Jurnal Kegiatan
FGD Model Pengelolaan Sungai Citarik
Basecamp KW, TBMK, 15-16 Maret 2018
15 Maret
Pukul 09.30 pagi, tim bertemu di rest area km 147 buahbatu. Setelah berkumpul lanjut ke titik Pasir Candi utk melihat lembahan Citarik, Puncak Kareumbi – Kerenceng dan unit TPS liar yang berada di bantaran sungai Citarik. Terlihat ada truk dan backhoe disitu.

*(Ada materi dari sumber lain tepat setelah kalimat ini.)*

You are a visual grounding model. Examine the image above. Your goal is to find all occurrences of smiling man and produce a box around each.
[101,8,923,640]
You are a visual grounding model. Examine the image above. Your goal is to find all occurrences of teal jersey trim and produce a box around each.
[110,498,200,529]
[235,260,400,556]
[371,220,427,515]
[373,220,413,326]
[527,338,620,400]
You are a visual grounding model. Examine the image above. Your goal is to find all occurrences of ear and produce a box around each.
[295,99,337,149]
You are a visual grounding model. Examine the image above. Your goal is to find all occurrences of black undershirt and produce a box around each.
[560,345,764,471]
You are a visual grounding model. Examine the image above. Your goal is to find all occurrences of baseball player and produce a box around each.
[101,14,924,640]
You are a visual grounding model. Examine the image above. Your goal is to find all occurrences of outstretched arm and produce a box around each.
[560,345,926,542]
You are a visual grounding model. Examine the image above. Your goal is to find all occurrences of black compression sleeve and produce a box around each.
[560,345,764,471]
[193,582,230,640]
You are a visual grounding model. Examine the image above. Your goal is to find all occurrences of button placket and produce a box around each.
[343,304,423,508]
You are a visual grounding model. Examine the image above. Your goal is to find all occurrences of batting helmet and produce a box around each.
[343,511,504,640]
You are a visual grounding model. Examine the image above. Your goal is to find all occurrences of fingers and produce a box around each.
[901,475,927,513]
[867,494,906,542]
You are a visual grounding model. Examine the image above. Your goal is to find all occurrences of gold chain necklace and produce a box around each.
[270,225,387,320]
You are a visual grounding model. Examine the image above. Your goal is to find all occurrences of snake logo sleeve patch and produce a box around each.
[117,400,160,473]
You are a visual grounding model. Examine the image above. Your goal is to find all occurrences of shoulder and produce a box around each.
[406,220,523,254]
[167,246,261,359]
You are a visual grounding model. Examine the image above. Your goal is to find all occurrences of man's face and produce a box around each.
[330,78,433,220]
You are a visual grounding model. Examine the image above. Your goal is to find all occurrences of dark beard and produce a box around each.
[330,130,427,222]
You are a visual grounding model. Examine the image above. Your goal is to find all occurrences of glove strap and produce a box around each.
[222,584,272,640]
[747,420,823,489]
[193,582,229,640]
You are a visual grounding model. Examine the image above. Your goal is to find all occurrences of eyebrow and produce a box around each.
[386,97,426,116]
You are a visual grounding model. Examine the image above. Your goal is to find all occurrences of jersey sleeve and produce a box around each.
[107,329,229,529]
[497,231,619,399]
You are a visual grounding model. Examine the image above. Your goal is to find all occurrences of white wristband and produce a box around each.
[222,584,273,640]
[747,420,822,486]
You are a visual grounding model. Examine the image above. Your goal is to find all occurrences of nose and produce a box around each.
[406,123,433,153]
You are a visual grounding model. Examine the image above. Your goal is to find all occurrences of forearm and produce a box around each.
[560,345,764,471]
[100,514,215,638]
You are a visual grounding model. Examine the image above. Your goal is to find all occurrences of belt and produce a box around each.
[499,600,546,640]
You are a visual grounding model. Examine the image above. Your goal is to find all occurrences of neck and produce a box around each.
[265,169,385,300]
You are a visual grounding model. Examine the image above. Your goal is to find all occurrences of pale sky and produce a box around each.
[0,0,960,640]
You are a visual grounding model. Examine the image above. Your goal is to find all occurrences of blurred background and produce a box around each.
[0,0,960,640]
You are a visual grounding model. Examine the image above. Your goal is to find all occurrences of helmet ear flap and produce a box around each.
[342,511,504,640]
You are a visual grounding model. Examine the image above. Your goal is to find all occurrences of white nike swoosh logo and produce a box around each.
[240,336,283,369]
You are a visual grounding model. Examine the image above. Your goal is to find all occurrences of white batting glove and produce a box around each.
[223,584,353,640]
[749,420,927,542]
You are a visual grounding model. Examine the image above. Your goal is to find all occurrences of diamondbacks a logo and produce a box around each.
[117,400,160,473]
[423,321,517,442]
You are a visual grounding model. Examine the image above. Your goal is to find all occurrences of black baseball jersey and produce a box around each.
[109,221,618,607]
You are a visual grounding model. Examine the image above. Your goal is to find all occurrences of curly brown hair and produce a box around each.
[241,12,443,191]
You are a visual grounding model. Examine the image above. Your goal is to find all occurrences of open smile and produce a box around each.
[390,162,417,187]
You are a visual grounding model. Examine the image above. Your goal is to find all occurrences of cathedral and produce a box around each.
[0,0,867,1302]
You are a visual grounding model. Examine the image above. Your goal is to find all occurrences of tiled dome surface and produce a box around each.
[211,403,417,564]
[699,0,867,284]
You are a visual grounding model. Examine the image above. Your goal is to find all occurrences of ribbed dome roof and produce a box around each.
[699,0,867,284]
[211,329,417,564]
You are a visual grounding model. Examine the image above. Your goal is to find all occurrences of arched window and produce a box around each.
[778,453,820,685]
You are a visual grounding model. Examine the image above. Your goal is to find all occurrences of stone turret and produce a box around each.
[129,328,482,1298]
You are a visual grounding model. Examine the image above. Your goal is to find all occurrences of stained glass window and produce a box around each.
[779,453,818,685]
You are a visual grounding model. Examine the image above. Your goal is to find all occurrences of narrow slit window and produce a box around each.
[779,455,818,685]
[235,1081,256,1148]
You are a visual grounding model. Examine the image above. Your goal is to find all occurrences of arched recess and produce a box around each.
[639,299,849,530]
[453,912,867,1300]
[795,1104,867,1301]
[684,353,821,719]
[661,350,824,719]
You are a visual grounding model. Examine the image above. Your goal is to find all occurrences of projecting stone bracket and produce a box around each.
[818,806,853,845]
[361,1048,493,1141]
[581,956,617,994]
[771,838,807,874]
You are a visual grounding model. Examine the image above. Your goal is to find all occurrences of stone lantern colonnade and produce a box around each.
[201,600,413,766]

Tim di Pasir Candi, berlatar belakang Pasir Aseupan dan Gn. Geulis serta hamparan pabrik di Rancaekek
Tim bergerak menuju villa Bumi Kelor, di homestay milik kang Dedi Mongol ini tim meninjau unit Kompos. Disebutkan bahwa sudah 30 ton bahan baku yang terolah dengan komposisi antara lain kohe sapi 18 ton, kohe domba 14 ton dan bahan lain. Disampaikan oleh pak Udin dari Direktorat Pencemaran Air, bahwa unit Kompos Kelor bisa masuk kedalam rencana aksi pengelolaan DAS, sebagai bagian dari upaya pengurangan kotoran hewan ternak yang dibuang ke sungai.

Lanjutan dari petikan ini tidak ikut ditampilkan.